Background reading
Early experiences with caregivers shape a child’s core beliefs about self, others, and life in general. Experiences of the baby and young child are encoded in the brain. Emotional experiences of nurturance and protection are encoded in the brain’s limbic area, the emotional center. Over time, repeated encoded experiences become internal working models – core beliefs about self, self in relation to others, and the world in general. These core beliefs become the lens through which children (and later adults) view themselves and others, especially authority and attachment figures. Core beliefs serve to interpret the present and anticipate the future.
The core beliefs of children who have experienced secure and compromised attachments in the early years are as follows:
Secure Attachment
- Self: “I am good, wanted, worthwhile, competent, and lovable.”
- Caregivers: “They are appropriately responsive to my needs, sensitive, dependable, caring, trustworthy.”
- Life: “My world feels safe; life is worth living.”
Compromised Attachment
- Self: “I am bad, unwanted, worthless, helpless, and unlovable.”
- Caregivers: “They are unresponsive to my needs, insensitive, hurtful, and untrustworthy.”
- Life: “My world feels unsafe; life is painful and burdensome.”
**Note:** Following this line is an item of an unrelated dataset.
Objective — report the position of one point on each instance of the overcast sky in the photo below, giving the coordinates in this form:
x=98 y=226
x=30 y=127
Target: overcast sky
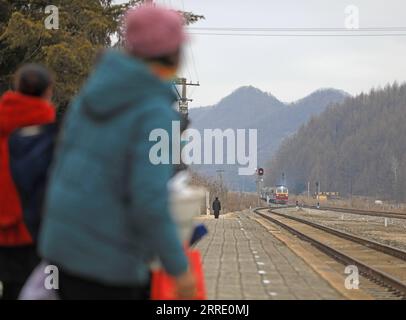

The goal of Corrective Attachment Parenting is not merely to change childrens’ behavior, but rather to change their negative core beliefs. This is quite challenging, because core beliefs are rigid, automatic, and associated with self-protection and survival. Your relationship with your child becomes the pathway to change and healing. Without change, negative core beliefs formed early in life remain fixed into adulthood, with severe social and emotional consequences.